Cet épisode du roman Les Vivants, les Morts et les Autres, de Pierre Gélinas (1925-2009), est si riche en symboles qu'il ébranle le nationalisme traditionnel pour le remplacer, au-delà des ethnies, par l'élan d'une libération très moderne: la nation débouche sur l'humanité. Il justifie à lui seul la réédition du livre oublié de 1959, que le critique Jacques Pelletier préface avec intelligence et ferveur.

Certes, Margaret, jeune célibataire anglophone qui, avant les révolutions sexuelle et féministe, s'est affranchie du conformisme, apparaît comme une femme précocement émancipée. Elle travaille, a son propre logis, fréquente des étudiants de McGill férus d'art et de rébellion, s'adonne à l'amour libre. Mais ce qui frappe surtout, c'est son empathie pour la foi sociale, même nationale, de Maurice.

Chez le héros, il s'agit bel et bien d'une religion. Le romancier prend un malin plaisir à jauger la conscience de celui-ci: «À la vérité, Maurice aurait-il jamais admis qu'il était en train de troquer une foi pour une autre?... Maurice se moquait des naïfs qui allaient à l'Oratoire; il rêvait d'un pèlerinage au mausolée de la place Rouge.»

Un communiste

Né à Montréal d'un père agronome, Gélinas ressemble à son personnage, issu de la bourgeoisie mais attiré par l'action sociale la plus à gauche. Lui aussi, il fut permanent du Parti communiste, séduit un temps par cette aventure pour réagir à l'extrême contre l'atmosphère étouffante et bête du duplessisme.

Comme le signale Pelletier dans sa préface substantielle, Gélinas rompit avec le communisme à la suite du rapport Khrouchtchev (1956) sur les crimes de Staline, événement qui, à la fin du roman, secoue les militants. Mais ce qui trouble avant tout Maurice, soucieux de respecter les conventions sociales pour ne pas nuire à sa candidature de gauche aux élections, c'est l'attitude de Margaret.

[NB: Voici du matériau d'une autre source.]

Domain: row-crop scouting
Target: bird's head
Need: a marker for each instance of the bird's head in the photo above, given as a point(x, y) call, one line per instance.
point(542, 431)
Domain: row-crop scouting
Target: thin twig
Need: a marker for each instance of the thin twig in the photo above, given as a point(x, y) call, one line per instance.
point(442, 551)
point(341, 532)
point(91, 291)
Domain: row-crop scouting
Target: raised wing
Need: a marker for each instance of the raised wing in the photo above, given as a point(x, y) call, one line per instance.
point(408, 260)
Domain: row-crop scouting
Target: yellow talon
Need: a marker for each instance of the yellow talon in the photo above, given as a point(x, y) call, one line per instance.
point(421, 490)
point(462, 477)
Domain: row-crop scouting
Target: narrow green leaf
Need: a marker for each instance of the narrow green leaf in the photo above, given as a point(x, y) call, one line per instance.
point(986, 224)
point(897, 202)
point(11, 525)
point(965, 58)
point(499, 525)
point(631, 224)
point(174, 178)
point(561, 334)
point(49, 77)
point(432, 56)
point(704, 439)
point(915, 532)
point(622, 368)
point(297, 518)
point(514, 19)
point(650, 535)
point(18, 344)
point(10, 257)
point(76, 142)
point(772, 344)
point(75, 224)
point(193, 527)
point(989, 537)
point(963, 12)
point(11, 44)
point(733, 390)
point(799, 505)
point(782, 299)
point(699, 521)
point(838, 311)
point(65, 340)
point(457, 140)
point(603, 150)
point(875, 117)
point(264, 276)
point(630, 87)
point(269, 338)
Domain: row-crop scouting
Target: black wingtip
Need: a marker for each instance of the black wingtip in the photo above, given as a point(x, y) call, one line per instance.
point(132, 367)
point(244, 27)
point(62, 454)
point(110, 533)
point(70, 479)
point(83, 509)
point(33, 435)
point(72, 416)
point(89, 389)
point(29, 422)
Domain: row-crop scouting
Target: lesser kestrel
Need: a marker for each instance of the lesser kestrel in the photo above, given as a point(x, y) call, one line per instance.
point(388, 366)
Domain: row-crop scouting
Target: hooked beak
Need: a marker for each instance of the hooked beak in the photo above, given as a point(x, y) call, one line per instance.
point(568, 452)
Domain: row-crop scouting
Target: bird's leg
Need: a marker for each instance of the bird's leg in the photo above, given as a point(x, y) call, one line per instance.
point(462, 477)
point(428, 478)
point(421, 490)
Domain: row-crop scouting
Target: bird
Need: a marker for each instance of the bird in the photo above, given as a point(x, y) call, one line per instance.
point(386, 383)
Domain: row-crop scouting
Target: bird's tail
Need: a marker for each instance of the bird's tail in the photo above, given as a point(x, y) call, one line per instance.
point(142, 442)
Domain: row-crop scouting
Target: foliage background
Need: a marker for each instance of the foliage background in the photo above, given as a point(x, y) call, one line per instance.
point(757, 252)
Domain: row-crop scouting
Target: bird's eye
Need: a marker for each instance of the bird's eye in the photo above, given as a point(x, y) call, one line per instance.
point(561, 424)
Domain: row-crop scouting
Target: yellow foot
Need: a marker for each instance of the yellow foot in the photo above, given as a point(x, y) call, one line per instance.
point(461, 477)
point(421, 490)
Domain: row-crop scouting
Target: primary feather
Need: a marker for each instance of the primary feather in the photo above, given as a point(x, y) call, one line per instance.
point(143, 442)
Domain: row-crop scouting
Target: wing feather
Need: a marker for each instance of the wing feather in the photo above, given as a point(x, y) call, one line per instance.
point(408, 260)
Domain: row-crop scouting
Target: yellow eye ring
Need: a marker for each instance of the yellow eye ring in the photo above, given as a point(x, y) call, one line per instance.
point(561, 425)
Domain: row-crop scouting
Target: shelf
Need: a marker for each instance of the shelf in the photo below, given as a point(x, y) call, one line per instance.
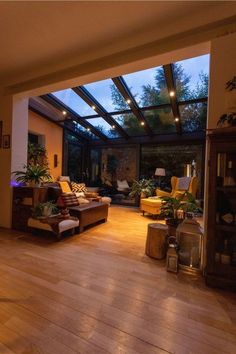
point(227, 228)
point(228, 189)
point(225, 269)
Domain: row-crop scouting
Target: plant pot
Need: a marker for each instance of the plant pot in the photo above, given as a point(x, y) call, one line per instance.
point(172, 225)
point(33, 184)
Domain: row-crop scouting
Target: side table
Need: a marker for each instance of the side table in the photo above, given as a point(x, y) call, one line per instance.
point(55, 224)
point(156, 240)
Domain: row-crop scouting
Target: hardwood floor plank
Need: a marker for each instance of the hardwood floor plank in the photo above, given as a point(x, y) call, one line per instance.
point(99, 293)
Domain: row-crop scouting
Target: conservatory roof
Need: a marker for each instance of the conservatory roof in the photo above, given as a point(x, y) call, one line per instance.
point(168, 100)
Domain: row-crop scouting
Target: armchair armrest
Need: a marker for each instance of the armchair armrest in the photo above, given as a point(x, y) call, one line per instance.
point(161, 193)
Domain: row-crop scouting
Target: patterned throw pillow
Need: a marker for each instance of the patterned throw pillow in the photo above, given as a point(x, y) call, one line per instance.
point(78, 187)
point(69, 199)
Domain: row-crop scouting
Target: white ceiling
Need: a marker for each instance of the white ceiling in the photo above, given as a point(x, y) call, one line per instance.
point(41, 37)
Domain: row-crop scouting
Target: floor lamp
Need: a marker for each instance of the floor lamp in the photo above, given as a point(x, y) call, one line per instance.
point(160, 172)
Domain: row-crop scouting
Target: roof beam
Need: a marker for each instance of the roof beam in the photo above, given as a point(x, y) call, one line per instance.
point(173, 100)
point(170, 139)
point(125, 92)
point(45, 116)
point(75, 116)
point(91, 101)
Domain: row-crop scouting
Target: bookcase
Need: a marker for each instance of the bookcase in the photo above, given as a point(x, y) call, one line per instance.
point(221, 224)
point(24, 199)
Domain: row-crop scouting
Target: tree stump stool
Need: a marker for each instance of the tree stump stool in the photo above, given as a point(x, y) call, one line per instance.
point(156, 241)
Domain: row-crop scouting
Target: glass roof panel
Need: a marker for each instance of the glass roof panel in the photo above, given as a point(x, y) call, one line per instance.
point(107, 94)
point(104, 127)
point(148, 86)
point(72, 100)
point(80, 129)
point(130, 123)
point(161, 121)
point(193, 117)
point(191, 77)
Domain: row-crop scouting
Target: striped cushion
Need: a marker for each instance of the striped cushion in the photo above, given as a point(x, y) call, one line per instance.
point(69, 199)
point(78, 187)
point(65, 187)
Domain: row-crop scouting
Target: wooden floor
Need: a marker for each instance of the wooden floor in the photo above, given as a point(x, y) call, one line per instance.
point(98, 293)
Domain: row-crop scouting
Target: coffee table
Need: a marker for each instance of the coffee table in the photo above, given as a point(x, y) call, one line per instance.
point(56, 224)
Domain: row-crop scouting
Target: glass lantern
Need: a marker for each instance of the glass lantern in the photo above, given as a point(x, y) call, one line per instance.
point(189, 237)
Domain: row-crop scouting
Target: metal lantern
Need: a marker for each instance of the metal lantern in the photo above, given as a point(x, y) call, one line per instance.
point(172, 259)
point(189, 237)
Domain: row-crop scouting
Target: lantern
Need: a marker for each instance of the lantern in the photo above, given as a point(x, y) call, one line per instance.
point(172, 259)
point(189, 237)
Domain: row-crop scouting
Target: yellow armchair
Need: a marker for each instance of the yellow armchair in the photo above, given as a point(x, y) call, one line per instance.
point(152, 205)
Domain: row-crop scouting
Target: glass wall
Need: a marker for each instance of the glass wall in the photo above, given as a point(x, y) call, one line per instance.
point(177, 160)
point(73, 158)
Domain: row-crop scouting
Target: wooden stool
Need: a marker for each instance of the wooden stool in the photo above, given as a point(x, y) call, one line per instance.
point(156, 241)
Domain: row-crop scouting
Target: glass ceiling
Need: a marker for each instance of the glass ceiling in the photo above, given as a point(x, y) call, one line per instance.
point(104, 92)
point(148, 87)
point(153, 111)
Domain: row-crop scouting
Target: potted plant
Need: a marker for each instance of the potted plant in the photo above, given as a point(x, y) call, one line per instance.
point(172, 205)
point(142, 188)
point(44, 210)
point(33, 175)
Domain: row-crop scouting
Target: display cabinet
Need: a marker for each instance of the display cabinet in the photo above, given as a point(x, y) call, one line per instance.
point(24, 199)
point(221, 223)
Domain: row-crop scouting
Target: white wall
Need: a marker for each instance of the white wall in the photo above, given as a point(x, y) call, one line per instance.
point(222, 69)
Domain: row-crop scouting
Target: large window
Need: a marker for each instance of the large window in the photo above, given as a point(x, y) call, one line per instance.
point(177, 160)
point(142, 102)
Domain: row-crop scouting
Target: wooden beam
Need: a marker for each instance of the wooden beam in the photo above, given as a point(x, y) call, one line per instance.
point(91, 101)
point(125, 92)
point(170, 139)
point(75, 116)
point(173, 100)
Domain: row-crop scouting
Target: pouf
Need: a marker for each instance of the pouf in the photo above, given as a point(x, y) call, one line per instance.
point(106, 200)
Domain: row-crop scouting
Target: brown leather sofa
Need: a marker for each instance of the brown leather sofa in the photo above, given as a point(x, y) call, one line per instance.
point(87, 214)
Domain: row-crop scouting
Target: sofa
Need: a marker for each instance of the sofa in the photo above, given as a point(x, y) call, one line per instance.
point(88, 213)
point(152, 205)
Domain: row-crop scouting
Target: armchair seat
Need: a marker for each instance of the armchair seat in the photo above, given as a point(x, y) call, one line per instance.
point(152, 205)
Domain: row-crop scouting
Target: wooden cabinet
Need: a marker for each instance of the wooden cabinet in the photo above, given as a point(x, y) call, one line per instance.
point(221, 224)
point(24, 199)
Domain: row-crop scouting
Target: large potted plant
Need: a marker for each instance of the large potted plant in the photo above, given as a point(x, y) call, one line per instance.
point(33, 175)
point(171, 207)
point(143, 188)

Lorsqu'il la demande en mariage, elle lui répond: «On pourrait essayer... de vivre ensemble quelques mois, et voir...» L'émancipation féminine transfigure l'idée de révolution sociale pour faire découvrir que, derrière les doctrines, il y a les humains, «les autres», comme Victor, le petit capitaliste, frère de Maurice, les adversaires et les amis, «les conquérants et les vaincus».

À la veille des années 60, par sa finesse d'observation, le sobre roman de Gélinas révélait le seul porteur de changements: le peuple dans sa totalité.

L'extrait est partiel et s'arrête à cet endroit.